Senior author David Rubenstein, an associate professor of dermatology at the University of North Carolina at Chapel Hill, said that given his team's previous work, the findings are "logical, but nevertheless very exciting to us, because they suggest that the inhibitors that are being developed for inflammatory joint diseases might turn out to be extraordinarily useful for the treatment of pemphigus vulgaris."

In the work reported in PNAS, Rubenstein and his team transferred dsg-3 autoantibodies from patients into mice, which then developed the skin disease. Rubenstein emphasized that from the point of view of the mouse, the process is passive: "There is no active immune response," allowing the scientists to specifically assess the effects of the autoantibodies as opposed to other components of the immune system.

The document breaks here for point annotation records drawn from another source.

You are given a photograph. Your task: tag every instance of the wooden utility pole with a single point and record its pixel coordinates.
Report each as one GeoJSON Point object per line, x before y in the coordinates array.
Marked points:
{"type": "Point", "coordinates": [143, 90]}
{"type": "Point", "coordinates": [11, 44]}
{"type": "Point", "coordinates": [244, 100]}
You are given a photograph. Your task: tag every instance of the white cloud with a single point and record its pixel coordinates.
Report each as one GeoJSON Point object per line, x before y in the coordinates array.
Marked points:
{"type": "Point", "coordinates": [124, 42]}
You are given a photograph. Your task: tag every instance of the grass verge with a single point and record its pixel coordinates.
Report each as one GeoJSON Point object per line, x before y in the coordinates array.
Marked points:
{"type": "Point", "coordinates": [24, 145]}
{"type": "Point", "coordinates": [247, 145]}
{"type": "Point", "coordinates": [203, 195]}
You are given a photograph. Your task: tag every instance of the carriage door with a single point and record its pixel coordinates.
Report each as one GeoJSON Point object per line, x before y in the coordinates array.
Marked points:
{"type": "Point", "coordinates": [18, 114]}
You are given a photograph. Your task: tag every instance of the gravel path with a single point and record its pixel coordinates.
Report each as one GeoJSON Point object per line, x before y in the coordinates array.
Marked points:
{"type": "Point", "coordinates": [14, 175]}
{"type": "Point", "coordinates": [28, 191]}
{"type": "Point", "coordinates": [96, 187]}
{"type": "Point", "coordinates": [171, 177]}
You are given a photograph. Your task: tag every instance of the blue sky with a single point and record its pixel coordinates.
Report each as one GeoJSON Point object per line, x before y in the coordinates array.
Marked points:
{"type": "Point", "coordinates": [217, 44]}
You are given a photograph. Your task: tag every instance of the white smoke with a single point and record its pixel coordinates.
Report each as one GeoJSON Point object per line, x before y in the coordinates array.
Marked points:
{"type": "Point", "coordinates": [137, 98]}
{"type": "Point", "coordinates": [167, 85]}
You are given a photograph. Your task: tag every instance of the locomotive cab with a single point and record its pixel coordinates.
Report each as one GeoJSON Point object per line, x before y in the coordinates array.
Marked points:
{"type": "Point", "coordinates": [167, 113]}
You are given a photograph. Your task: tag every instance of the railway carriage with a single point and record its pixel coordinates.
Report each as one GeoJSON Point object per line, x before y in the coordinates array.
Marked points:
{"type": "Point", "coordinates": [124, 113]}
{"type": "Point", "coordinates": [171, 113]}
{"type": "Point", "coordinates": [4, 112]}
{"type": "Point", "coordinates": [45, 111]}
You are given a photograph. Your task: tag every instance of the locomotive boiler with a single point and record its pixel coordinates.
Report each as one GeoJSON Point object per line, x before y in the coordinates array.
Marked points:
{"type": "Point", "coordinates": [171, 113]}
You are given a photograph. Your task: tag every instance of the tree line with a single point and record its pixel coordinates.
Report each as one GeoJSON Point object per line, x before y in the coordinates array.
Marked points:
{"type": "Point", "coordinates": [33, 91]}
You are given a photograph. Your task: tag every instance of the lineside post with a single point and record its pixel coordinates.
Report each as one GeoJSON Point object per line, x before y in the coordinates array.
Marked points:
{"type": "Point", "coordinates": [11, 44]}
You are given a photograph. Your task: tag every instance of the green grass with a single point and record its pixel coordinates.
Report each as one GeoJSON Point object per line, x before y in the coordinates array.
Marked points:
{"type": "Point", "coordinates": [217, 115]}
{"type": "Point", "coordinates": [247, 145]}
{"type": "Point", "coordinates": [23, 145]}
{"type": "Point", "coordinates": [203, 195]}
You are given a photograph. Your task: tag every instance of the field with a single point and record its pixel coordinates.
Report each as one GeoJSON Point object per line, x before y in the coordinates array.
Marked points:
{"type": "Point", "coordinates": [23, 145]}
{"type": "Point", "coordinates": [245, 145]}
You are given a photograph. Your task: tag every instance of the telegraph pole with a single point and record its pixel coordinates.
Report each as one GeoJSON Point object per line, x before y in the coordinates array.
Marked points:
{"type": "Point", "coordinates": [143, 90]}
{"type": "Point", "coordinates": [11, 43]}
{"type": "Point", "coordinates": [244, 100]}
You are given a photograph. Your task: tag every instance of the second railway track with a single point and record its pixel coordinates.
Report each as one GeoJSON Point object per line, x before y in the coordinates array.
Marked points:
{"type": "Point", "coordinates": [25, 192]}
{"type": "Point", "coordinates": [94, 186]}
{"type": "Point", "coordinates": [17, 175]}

Using that model, Rubenstein's team previously had shown that p38 MAP kinase is activated after exposure to dsg-3 autoantibodies, as is the heat-shock protein HSP-27. In the new paper, the scientists showed that inhibiting p38 MAP kinase prevented the formation of blisters. The inhibitors did not prevent the binding of the autoantibody to skin cells; instead, it appeared to block the loss of cell-cell adhesion that occurs as p38 MAP kinase phosphorylates HSP-27, which in turn alters the cytoskeleton.

Rubenstein said he hopes the model will aid in the development of treatments that are targeted directly at p38 MAP kinase.

Of course, that kinase has proved an extremely challenging target so far. Lew Shuster, CEO of privately owned San Diego firm Kemia Inc., recently told BioWorld Today that of 17 drug hopefuls targeting p38 MAP kinase, none have even made it into Phase III, let alone to an NDA filing or approval. The reason, Shuster said, was that most drugs aimed at p38 target the kinase's ATP binding pocket, which makes them nonselective. Because there are so many proteins in the body that interact with ATP, it's hard to make a drug selective for only p38 MAP kinase and not the ATP-binding pocket, he said. (See BioWorld Today, August 24, 2006.)

But that doesn't seem to have deterred further drug development efforts. Kemia, for one, recently reported positive Phase I data with an allosteric inhibitor of p38 MAP kinase for treating rheumatoid arthritis. And Rubenstein's group already is in discussions with several biotechnology and pharmaceutical firms that want to test such inhibitors in the pemphigus vulgaris model.

From Rubenstein's perspective, the more, the merrier: "If people have compounds they want to test, we are more than happy to work with them."